And then there’s Oprah’s Book Club, a book-cover logo that has spawned and nurtured reading groups across the country. Talk-show guru Oprah Winfrey, Bauerlein points out, is one of the few TV hosts who still regularly features authors on her show. Some consider Oprah’s book choices to be too mainstream and popular for inclusion in the lofty category of literature; author Jonathan Franzen made headlines in 2002 when he scorned Oprah’s stamping of his novel The Corrections. But—no surprise—Bauerlein is a champion of the club.

“She was able to conserve the social aspect of reading, and that kind of word of mouth is better than any other marketing,” he says. “I mean, who else could get 700,000 copies of Anna Karenina printed?”


Me, I’m still a hopeless fiction junkie who gets bookstore gift cards for every birthday and Christmas, and I freely admit that I consider the Oprah logo to mean a good read. A stack of unread books on my bedside table makes me feel rich, even a little luxurious, like champagne in the refrigerator.

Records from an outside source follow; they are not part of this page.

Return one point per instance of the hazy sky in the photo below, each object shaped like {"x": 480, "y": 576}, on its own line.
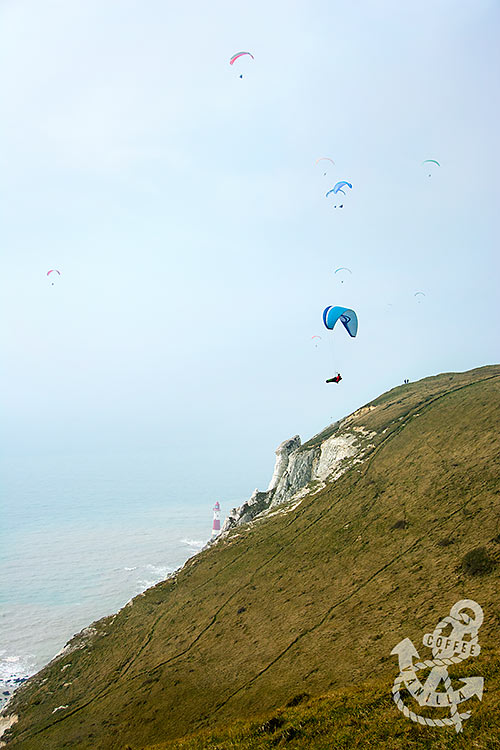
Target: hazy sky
{"x": 184, "y": 209}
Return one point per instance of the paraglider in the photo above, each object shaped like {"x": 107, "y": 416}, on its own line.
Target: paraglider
{"x": 338, "y": 187}
{"x": 430, "y": 161}
{"x": 325, "y": 158}
{"x": 53, "y": 270}
{"x": 237, "y": 56}
{"x": 349, "y": 320}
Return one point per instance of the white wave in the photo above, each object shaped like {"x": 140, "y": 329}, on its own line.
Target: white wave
{"x": 14, "y": 670}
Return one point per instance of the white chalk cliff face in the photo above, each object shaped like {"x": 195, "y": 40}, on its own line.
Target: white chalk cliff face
{"x": 297, "y": 466}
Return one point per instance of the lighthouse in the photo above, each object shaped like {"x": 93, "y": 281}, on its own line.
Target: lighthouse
{"x": 216, "y": 523}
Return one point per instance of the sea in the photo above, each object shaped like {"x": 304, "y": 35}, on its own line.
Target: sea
{"x": 82, "y": 535}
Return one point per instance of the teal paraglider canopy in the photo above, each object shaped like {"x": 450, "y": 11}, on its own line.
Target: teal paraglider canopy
{"x": 348, "y": 318}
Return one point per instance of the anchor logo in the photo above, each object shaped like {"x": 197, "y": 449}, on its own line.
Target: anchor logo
{"x": 458, "y": 645}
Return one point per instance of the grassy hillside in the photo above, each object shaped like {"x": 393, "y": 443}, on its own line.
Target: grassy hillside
{"x": 308, "y": 601}
{"x": 362, "y": 716}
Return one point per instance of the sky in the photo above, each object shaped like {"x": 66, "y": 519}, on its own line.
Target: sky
{"x": 186, "y": 213}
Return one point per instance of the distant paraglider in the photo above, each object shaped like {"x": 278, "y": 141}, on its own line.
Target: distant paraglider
{"x": 430, "y": 161}
{"x": 237, "y": 56}
{"x": 53, "y": 270}
{"x": 342, "y": 273}
{"x": 338, "y": 188}
{"x": 325, "y": 158}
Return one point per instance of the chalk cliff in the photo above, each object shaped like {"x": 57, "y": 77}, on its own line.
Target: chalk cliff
{"x": 323, "y": 458}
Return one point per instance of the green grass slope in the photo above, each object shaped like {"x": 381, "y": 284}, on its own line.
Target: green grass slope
{"x": 308, "y": 601}
{"x": 362, "y": 716}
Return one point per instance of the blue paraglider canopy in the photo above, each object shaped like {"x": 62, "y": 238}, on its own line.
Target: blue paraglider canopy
{"x": 348, "y": 318}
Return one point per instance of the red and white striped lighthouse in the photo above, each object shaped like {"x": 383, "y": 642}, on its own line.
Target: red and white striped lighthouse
{"x": 216, "y": 523}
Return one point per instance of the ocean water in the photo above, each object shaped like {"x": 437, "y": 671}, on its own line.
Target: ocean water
{"x": 81, "y": 536}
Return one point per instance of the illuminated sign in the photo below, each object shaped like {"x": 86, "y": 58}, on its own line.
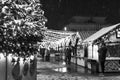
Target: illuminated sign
{"x": 118, "y": 34}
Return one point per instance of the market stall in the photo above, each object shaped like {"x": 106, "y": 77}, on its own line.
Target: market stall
{"x": 57, "y": 41}
{"x": 111, "y": 36}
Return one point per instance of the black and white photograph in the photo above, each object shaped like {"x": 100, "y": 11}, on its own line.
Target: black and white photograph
{"x": 59, "y": 39}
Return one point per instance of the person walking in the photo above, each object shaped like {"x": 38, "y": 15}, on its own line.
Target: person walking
{"x": 68, "y": 55}
{"x": 102, "y": 55}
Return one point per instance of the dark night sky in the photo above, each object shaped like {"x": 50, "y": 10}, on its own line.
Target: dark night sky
{"x": 58, "y": 12}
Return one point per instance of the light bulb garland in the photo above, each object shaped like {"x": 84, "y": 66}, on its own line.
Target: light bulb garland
{"x": 22, "y": 25}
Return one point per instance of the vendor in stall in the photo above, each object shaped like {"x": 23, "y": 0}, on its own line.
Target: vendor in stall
{"x": 102, "y": 55}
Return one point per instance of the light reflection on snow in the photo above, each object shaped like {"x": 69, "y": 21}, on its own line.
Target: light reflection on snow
{"x": 63, "y": 69}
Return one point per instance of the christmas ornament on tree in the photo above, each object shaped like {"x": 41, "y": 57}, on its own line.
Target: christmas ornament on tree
{"x": 22, "y": 25}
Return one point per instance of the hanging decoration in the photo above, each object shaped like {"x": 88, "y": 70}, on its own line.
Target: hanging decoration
{"x": 22, "y": 25}
{"x": 32, "y": 66}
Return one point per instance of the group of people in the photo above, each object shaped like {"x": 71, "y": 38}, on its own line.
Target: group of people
{"x": 45, "y": 53}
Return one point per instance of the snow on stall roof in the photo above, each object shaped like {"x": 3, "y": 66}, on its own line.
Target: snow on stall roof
{"x": 100, "y": 33}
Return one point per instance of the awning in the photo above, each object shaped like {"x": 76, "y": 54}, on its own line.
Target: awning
{"x": 100, "y": 33}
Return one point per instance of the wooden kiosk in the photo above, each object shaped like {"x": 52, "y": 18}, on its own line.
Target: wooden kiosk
{"x": 111, "y": 37}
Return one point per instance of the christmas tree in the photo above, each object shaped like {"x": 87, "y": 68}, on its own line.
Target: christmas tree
{"x": 22, "y": 24}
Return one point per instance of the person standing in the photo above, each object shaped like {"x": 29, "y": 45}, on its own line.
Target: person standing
{"x": 102, "y": 55}
{"x": 69, "y": 50}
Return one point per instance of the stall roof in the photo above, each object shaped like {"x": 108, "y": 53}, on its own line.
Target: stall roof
{"x": 100, "y": 33}
{"x": 55, "y": 35}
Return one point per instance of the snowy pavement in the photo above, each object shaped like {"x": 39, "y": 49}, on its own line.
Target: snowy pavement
{"x": 60, "y": 71}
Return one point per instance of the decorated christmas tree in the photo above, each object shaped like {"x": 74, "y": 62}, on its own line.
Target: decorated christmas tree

As I have since I was a kid, I wind down every evening with a chapter or two from a novel. I don’t have to sneak the light on anymore (although sometimes, if my partner is very tired, I read with a book light). On the rare occasions when I travel and have the chance to read for hours on end, I still relish that dreamy, slightly dazed feeling that comes from living more in a fictional world than the real one, for a time.

I have tried not to push the reading habit too hard with my eight-year-old son, because I hope it will become a pleasure for him, not a chore. But every night at bedtime I let him stay up a few extra minutes to read, pretending he’s getting away with something. And I can see, when I come in to turn out the light, that he is beginning to discover the quiet joy of a good book.